Elegiac ... Kwan nimbly constructs a dystopic San Francisco populated by the leftover few. Impermanence is delicately threaded throughout—disappearing landscapes, buildings, landmarks, records, archives. But Kwan also deftly intertwines centuries of Asian American history.
With a gentle poeticism, Awake in the Floating City explores the gifts and trials of an intergenerational friendship while also reminding us of the personal stories we carry inside, and the multitude of histories embedded in the land around us. For anyone whose past is populated with long-gone landmarks in altered landscapes, Awake in the Floating City will strike a resonant chord.
Bo and Mia’s stories ask readers to see how grief, loss, and change affect people’s decisions while also challenging them to look at climate change from a very personal perspective. Readers of Eric Barnes’ Above the Either (2019) and Lily Brooks-Dalton’s The Light Pirate (2022) will relish this thought-provoking debut.

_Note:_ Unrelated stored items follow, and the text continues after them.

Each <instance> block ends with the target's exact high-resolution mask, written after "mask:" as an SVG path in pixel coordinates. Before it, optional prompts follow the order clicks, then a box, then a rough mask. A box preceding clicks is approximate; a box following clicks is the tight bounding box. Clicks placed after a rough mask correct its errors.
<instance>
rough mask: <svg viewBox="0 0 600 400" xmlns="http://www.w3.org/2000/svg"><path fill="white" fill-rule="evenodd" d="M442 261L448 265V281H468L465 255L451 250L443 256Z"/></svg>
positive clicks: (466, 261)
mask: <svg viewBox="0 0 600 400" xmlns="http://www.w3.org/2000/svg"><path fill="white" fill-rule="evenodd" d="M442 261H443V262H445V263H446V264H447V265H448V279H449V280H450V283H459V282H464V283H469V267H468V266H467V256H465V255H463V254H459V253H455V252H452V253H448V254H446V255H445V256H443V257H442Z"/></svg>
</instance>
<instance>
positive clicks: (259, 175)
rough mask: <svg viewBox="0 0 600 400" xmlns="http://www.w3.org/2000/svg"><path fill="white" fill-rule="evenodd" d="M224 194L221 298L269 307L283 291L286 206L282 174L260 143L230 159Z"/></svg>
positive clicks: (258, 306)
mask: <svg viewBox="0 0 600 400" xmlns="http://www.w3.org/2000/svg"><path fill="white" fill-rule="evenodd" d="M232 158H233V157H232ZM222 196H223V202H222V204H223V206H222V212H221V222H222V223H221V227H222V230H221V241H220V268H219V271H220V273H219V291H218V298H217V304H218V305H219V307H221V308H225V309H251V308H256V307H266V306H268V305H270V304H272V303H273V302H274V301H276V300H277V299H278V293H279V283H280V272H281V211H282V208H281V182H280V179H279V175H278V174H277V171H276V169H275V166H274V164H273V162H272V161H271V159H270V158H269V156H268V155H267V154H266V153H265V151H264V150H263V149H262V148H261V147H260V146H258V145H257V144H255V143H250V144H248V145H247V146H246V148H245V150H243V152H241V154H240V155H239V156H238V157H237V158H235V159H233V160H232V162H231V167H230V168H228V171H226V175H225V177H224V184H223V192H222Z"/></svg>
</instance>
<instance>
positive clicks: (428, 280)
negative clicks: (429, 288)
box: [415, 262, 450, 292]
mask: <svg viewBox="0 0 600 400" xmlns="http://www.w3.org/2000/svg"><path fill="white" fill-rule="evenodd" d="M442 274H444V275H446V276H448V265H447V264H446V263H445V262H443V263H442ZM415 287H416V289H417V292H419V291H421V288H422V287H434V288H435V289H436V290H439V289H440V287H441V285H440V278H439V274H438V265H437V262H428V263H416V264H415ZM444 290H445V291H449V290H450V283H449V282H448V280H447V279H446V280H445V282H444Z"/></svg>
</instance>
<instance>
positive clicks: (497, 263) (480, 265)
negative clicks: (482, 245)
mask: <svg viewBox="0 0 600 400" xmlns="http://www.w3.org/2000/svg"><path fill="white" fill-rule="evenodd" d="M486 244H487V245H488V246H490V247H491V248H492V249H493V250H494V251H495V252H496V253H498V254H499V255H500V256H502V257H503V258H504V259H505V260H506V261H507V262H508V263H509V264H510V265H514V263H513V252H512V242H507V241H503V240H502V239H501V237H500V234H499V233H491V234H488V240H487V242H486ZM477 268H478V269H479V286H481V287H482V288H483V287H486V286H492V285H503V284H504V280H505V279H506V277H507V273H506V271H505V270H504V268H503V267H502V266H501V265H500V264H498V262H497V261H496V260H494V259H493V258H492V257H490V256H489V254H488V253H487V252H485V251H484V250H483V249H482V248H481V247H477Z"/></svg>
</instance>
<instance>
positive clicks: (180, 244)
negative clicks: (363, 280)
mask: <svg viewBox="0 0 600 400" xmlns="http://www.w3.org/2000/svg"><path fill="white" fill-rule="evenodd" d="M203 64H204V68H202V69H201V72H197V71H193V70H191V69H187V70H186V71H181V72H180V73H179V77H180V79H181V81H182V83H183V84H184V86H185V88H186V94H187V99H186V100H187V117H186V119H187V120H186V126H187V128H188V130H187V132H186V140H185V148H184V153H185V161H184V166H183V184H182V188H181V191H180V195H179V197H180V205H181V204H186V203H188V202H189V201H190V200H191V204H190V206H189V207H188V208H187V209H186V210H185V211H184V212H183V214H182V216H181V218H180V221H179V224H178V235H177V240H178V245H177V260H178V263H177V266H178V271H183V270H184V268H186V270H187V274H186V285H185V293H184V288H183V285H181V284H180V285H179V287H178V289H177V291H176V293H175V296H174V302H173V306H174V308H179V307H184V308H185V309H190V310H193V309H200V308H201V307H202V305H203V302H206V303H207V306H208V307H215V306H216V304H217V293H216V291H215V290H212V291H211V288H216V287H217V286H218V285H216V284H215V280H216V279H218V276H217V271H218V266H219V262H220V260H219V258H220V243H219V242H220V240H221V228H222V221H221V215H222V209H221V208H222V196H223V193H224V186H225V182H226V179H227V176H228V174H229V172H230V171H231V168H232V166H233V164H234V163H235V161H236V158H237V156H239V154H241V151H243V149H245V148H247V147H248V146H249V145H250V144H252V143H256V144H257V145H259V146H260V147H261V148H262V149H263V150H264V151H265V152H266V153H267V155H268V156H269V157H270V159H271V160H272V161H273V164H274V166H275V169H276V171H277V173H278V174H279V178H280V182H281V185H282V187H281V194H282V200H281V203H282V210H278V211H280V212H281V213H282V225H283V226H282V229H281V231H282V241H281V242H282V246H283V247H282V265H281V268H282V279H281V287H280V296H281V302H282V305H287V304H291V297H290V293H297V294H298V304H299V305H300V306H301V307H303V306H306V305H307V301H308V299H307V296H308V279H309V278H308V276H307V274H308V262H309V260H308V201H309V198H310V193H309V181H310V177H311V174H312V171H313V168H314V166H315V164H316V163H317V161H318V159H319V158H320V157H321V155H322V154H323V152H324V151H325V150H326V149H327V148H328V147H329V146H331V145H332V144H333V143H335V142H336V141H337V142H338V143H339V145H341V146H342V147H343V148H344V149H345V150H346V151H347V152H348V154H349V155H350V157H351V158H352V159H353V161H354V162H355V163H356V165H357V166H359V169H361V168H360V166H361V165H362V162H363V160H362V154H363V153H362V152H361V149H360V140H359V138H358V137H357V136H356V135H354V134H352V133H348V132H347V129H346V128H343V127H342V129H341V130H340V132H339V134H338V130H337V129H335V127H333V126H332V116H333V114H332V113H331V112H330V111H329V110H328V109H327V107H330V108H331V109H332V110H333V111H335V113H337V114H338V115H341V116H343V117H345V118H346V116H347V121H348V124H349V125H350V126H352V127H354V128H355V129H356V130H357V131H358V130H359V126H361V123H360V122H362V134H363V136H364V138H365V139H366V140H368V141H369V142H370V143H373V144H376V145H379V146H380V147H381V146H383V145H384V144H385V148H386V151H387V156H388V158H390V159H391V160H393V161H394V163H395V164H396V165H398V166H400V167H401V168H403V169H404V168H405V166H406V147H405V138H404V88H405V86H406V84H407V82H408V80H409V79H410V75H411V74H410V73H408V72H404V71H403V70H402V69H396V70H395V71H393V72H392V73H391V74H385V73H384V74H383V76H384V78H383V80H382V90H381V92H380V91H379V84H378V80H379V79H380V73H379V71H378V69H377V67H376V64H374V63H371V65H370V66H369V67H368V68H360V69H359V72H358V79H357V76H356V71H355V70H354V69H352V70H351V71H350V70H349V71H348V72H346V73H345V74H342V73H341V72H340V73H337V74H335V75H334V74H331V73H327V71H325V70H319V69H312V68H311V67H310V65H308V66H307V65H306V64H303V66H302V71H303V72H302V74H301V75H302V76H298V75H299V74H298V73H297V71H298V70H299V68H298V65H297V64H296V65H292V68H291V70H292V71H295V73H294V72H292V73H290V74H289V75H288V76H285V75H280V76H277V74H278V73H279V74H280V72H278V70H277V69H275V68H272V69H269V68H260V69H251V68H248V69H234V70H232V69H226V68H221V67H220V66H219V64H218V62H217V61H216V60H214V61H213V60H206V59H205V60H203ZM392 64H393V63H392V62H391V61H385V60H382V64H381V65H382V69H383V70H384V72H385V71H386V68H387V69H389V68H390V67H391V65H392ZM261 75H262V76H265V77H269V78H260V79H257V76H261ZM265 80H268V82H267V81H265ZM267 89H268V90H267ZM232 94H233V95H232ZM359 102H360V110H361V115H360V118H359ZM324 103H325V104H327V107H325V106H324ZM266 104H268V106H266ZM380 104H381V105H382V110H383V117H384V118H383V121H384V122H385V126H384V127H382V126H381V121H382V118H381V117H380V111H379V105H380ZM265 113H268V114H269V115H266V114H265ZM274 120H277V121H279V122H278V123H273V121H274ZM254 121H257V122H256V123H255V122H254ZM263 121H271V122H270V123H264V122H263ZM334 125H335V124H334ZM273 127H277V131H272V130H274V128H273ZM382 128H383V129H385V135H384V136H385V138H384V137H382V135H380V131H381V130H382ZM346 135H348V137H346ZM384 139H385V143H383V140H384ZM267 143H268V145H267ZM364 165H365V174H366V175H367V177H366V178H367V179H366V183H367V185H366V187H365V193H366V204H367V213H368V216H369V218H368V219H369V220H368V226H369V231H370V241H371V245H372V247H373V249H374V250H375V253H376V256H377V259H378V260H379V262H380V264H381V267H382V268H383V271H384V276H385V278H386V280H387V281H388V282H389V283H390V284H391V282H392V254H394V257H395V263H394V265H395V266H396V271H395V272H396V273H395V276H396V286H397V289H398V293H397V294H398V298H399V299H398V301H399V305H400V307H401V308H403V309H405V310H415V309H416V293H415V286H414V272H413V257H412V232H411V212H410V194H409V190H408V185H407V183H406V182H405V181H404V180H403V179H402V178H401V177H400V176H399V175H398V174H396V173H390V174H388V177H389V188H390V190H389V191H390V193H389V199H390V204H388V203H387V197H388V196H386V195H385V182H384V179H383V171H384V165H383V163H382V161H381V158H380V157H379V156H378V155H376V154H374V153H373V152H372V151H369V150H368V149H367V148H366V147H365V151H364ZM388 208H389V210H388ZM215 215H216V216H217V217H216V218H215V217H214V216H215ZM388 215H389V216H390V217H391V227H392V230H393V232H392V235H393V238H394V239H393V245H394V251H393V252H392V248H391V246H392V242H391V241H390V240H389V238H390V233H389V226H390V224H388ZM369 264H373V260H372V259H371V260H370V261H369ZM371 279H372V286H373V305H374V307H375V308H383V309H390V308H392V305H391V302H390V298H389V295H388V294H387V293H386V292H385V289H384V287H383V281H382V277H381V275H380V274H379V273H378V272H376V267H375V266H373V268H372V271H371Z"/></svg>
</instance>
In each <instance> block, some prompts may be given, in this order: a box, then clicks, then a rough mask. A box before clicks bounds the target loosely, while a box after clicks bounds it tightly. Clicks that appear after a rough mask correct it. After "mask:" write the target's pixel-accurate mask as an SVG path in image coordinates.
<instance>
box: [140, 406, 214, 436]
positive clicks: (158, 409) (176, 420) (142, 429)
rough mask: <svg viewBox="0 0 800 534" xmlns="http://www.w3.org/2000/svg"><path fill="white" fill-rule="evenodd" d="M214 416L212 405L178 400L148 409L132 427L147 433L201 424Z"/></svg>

Marvelously graceful ... While this gem sits firmly between the mushrooming genre of climate fiction and the more subdued melancholia of Station Eleven or The Dog Stars, it’s very much its own creature, meditating with fresh eyes on the resilience of memory and the inevitability of time.
In spare and sometimes enigmatic prose, Kwan offers weighty insights into the human condition ... Unfortunately, the plot is too leisurely paced, and Bo’s relationship with a married man named Eddie feels somewhat superfluous and underdeveloped. Still, readers of climate fiction such as Téa Obreht’s The Morningside will find much to enjoy.